MemSifter-4B-Thinking Overview
MemSifter-4B-Thinking is a 4 billion parameter generative session ranker developed by zstanjj, designed to enhance LLM memory retrieval. It functions as the core retrieval component within the MemSifter framework, which offloads memory retrieval through outcome-driven proxy reasoning. The model's primary role is to perform fine-grained reranking of candidate conversation sessions, which have been pre-filtered by a dense embedding model like bge-m3.
Key Capabilities
- Generative Reranking: Excels at re-ordering conversational sessions to surface the most relevant ones for a given user query.
- Reinforcement Learning: Fine-tuned using the DAPO (Deep Actor-Proxy Optimization) algorithm, incorporating a task reward that combines marginal utility and rank-sensitive rewards.

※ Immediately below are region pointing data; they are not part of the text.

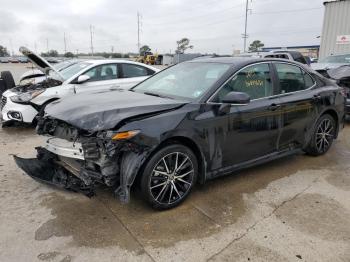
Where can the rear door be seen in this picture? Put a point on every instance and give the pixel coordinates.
(299, 101)
(102, 77)
(252, 129)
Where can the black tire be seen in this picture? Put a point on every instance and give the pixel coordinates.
(168, 189)
(8, 79)
(323, 136)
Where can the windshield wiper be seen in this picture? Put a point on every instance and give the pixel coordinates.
(155, 94)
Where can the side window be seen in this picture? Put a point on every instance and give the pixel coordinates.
(292, 78)
(309, 82)
(130, 70)
(103, 72)
(299, 58)
(254, 80)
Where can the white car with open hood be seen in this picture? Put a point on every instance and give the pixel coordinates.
(23, 102)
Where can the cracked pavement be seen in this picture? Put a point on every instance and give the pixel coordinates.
(293, 209)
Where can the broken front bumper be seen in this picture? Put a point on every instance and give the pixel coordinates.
(81, 165)
(43, 169)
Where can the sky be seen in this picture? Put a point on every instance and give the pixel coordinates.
(212, 26)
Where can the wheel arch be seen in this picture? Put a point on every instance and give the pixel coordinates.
(333, 113)
(185, 141)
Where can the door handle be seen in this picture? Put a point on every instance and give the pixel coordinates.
(274, 107)
(316, 97)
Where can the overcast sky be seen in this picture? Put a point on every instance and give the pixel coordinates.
(211, 25)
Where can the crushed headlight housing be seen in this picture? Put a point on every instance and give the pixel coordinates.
(26, 97)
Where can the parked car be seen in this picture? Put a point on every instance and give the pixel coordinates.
(189, 123)
(23, 103)
(23, 59)
(330, 62)
(342, 77)
(283, 54)
(336, 67)
(4, 59)
(36, 76)
(13, 59)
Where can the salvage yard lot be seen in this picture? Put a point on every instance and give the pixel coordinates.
(292, 209)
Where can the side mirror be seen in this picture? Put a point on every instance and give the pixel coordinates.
(236, 98)
(82, 78)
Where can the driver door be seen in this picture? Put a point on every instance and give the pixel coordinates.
(246, 132)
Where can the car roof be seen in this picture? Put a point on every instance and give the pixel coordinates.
(240, 61)
(124, 61)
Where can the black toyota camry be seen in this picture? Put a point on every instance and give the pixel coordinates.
(192, 122)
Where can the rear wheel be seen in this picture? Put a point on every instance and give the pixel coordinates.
(169, 176)
(323, 136)
(8, 79)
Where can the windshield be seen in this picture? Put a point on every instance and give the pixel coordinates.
(185, 80)
(344, 59)
(73, 69)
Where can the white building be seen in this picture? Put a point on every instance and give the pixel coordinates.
(335, 38)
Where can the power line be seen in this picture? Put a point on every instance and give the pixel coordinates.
(287, 11)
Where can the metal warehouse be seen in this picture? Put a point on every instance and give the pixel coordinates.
(335, 38)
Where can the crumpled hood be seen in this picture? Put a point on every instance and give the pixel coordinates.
(104, 110)
(38, 61)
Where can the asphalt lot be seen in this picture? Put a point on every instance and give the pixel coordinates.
(292, 209)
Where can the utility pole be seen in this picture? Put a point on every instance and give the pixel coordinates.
(138, 32)
(65, 42)
(11, 47)
(245, 36)
(91, 42)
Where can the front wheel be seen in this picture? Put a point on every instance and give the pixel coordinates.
(169, 176)
(323, 136)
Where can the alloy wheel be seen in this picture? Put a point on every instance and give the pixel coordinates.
(171, 178)
(324, 135)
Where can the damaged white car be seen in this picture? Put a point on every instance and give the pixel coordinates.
(23, 103)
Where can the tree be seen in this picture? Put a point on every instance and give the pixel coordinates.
(3, 51)
(183, 45)
(144, 49)
(69, 54)
(255, 46)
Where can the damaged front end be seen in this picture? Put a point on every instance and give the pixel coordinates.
(77, 160)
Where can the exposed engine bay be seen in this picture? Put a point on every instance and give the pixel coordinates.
(47, 83)
(79, 161)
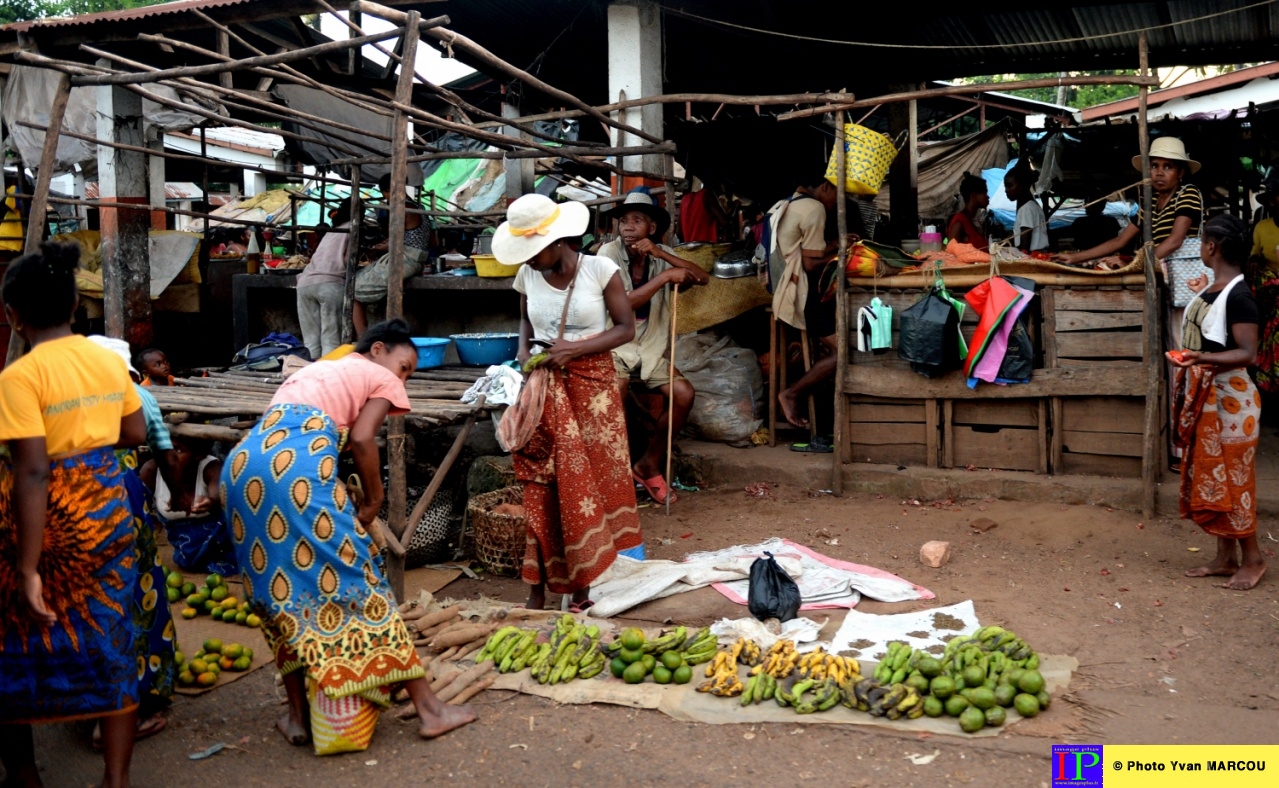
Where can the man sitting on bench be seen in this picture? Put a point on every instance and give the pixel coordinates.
(647, 266)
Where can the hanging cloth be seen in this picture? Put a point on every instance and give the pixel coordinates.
(991, 299)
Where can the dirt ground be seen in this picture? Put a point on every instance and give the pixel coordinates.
(1164, 659)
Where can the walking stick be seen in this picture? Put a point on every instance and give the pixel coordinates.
(670, 408)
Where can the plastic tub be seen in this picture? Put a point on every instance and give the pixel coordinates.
(430, 351)
(486, 349)
(489, 267)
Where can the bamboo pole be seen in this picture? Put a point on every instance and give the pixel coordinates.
(36, 221)
(454, 40)
(397, 498)
(1153, 346)
(968, 90)
(837, 477)
(237, 65)
(357, 219)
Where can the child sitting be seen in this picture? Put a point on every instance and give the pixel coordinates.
(192, 513)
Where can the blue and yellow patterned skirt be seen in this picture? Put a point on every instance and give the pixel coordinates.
(85, 664)
(310, 568)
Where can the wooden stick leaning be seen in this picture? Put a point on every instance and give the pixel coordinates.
(670, 407)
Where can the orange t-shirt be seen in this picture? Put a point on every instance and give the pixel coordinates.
(340, 388)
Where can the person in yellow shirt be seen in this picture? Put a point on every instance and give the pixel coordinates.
(1264, 279)
(67, 558)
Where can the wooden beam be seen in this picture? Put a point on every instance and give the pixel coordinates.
(397, 498)
(36, 221)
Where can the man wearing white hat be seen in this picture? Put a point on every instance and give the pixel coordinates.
(647, 269)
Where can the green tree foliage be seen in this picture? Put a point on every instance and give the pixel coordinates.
(22, 10)
(1077, 96)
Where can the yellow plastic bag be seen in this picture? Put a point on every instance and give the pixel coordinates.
(867, 159)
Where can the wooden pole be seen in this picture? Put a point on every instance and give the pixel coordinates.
(837, 479)
(237, 65)
(397, 498)
(357, 215)
(36, 221)
(1153, 344)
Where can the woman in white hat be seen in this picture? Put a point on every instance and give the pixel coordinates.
(1178, 205)
(568, 431)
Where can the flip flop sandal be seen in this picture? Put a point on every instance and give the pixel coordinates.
(655, 488)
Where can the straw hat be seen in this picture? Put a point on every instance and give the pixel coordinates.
(638, 201)
(117, 346)
(533, 223)
(1170, 149)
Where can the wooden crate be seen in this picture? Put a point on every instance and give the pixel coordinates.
(893, 431)
(1092, 326)
(1004, 434)
(1099, 435)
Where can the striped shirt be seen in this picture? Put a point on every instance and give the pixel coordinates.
(1187, 201)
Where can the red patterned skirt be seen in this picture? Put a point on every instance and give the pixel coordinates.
(580, 502)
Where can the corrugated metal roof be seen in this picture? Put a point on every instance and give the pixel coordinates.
(125, 14)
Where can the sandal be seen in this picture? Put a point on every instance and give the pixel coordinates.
(655, 488)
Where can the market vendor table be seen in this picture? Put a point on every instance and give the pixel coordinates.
(1081, 412)
(435, 303)
(434, 397)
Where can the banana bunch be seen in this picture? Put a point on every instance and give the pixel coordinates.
(760, 687)
(701, 647)
(825, 695)
(779, 660)
(820, 665)
(572, 653)
(721, 676)
(894, 702)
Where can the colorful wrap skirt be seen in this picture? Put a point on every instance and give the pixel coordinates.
(155, 641)
(85, 664)
(1218, 422)
(310, 568)
(580, 500)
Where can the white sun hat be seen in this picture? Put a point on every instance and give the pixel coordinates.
(117, 346)
(533, 223)
(1170, 149)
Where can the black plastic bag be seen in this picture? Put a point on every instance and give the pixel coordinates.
(1020, 358)
(929, 335)
(771, 592)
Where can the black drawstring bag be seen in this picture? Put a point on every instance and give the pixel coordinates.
(771, 594)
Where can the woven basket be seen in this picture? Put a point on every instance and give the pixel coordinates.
(499, 539)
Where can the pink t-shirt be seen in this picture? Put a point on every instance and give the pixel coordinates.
(340, 388)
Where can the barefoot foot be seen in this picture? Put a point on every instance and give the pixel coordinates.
(1247, 577)
(296, 733)
(789, 409)
(448, 718)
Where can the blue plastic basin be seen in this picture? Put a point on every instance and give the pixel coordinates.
(430, 351)
(486, 349)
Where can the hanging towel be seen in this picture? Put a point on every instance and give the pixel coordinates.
(991, 301)
(988, 367)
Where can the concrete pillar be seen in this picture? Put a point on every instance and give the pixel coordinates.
(635, 69)
(156, 179)
(255, 183)
(122, 177)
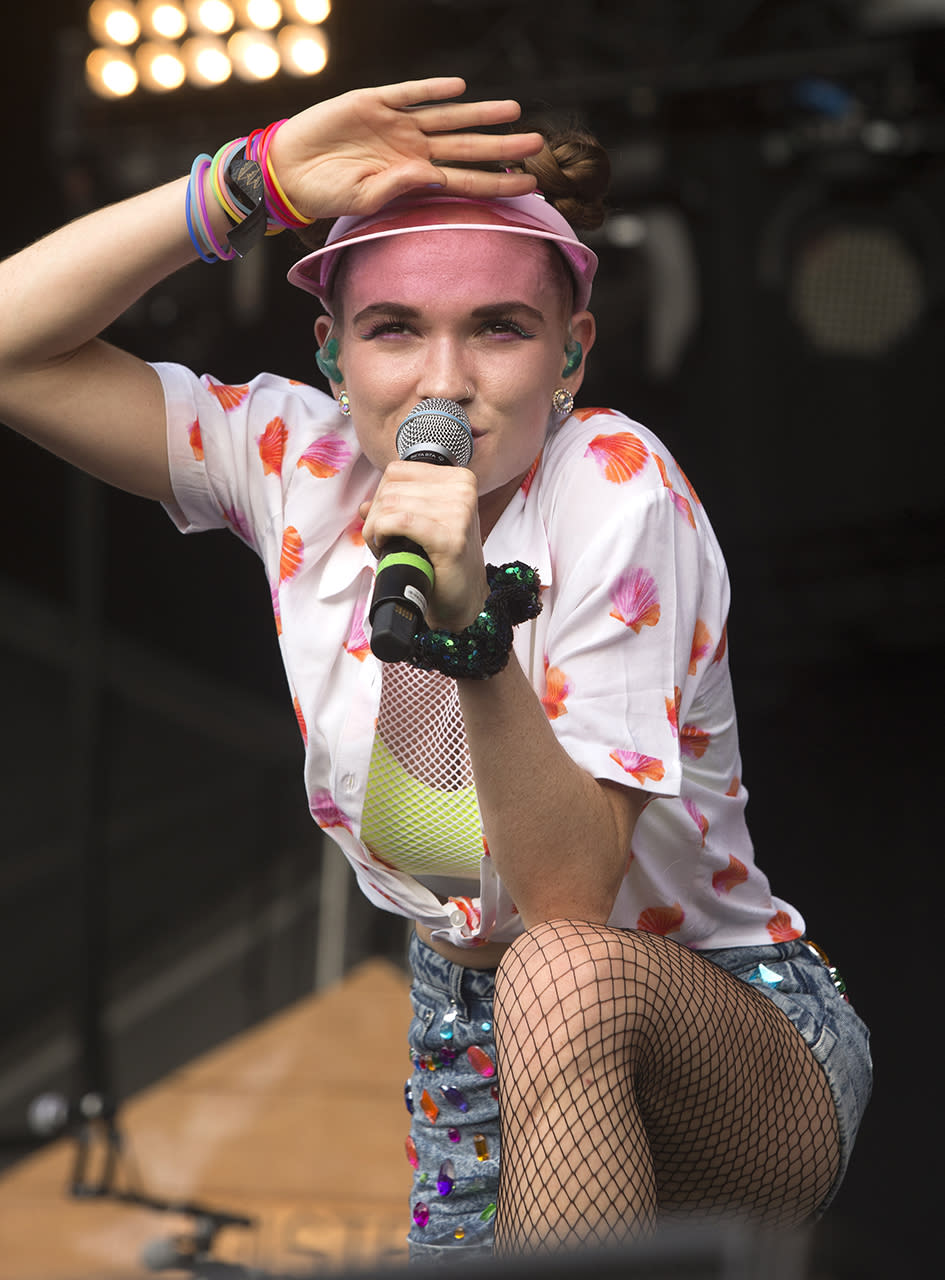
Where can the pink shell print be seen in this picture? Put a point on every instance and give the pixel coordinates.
(635, 599)
(638, 766)
(327, 813)
(325, 457)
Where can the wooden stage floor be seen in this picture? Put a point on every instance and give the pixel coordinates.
(297, 1124)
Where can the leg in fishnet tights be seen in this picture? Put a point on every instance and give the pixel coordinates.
(639, 1080)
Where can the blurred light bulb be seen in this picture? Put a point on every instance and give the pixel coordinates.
(114, 21)
(213, 16)
(164, 18)
(264, 14)
(110, 73)
(159, 67)
(254, 54)
(304, 50)
(206, 62)
(311, 10)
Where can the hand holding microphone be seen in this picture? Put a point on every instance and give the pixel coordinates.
(437, 432)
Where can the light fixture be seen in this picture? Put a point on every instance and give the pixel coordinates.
(110, 73)
(304, 50)
(114, 22)
(160, 67)
(261, 14)
(254, 54)
(214, 17)
(163, 18)
(161, 45)
(206, 62)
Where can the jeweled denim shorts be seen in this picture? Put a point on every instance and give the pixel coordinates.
(452, 1095)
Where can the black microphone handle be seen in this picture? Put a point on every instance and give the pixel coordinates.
(398, 604)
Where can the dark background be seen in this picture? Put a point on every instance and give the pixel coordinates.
(151, 800)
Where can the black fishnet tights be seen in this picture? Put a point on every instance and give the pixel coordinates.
(638, 1082)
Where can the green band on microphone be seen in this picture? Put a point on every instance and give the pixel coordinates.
(406, 558)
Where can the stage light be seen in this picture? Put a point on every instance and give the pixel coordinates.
(172, 42)
(261, 14)
(254, 54)
(310, 10)
(160, 67)
(214, 17)
(110, 73)
(114, 22)
(163, 18)
(304, 50)
(206, 62)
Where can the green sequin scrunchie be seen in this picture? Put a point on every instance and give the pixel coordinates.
(482, 650)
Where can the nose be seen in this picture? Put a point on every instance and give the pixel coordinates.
(444, 374)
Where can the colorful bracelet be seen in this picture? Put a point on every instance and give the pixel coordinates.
(482, 650)
(273, 208)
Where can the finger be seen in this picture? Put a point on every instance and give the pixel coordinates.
(483, 184)
(412, 92)
(447, 117)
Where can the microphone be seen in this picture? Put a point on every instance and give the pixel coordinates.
(436, 430)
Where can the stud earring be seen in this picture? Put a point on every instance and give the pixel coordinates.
(562, 401)
(327, 360)
(575, 353)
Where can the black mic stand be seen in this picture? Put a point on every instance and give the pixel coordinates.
(95, 1116)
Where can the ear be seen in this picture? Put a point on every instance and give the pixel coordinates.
(583, 330)
(323, 327)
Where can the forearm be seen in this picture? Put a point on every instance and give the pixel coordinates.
(557, 836)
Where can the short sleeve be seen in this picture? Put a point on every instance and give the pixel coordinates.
(637, 577)
(234, 449)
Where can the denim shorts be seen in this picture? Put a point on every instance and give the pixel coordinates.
(452, 1093)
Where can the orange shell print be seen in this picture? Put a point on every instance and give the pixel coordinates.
(292, 551)
(735, 873)
(325, 457)
(302, 726)
(693, 741)
(638, 766)
(635, 599)
(620, 457)
(662, 919)
(529, 475)
(272, 446)
(229, 397)
(702, 643)
(556, 690)
(781, 929)
(196, 440)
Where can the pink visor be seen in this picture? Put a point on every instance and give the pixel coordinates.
(519, 215)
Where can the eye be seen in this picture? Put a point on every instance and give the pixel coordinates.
(507, 327)
(387, 327)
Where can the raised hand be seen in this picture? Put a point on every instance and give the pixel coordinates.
(352, 154)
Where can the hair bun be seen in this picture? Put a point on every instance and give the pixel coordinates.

- Context Optimization: Designed to provide highly relevant context to downstream chat LLMs, improving their performance in conversational memory tasks.
- System Integration: Operates as the second stage in a three-stage pipeline: Session Embedding → Session Ranking (MemSifter) → Chat LLM.
Training Details
MemSifter-4B-Thinking is fine-tuned from Qwen3-4B. Its training data is bootstrapped from the MemSifter embedding pipeline across multiple conversational memory benchmarks (e.g., LoCoMo, LongMemEval, PersonaMem), utilizing NDCG-based anchor sampling to construct RL training trajectories.
Usage
The model outputs a chain-of-thought within <think>...</think> tags and a comma-separated session ranking within <ranking>...</ranking> tags, facilitating its integration into retrieval-augmented generation (RAG) systems.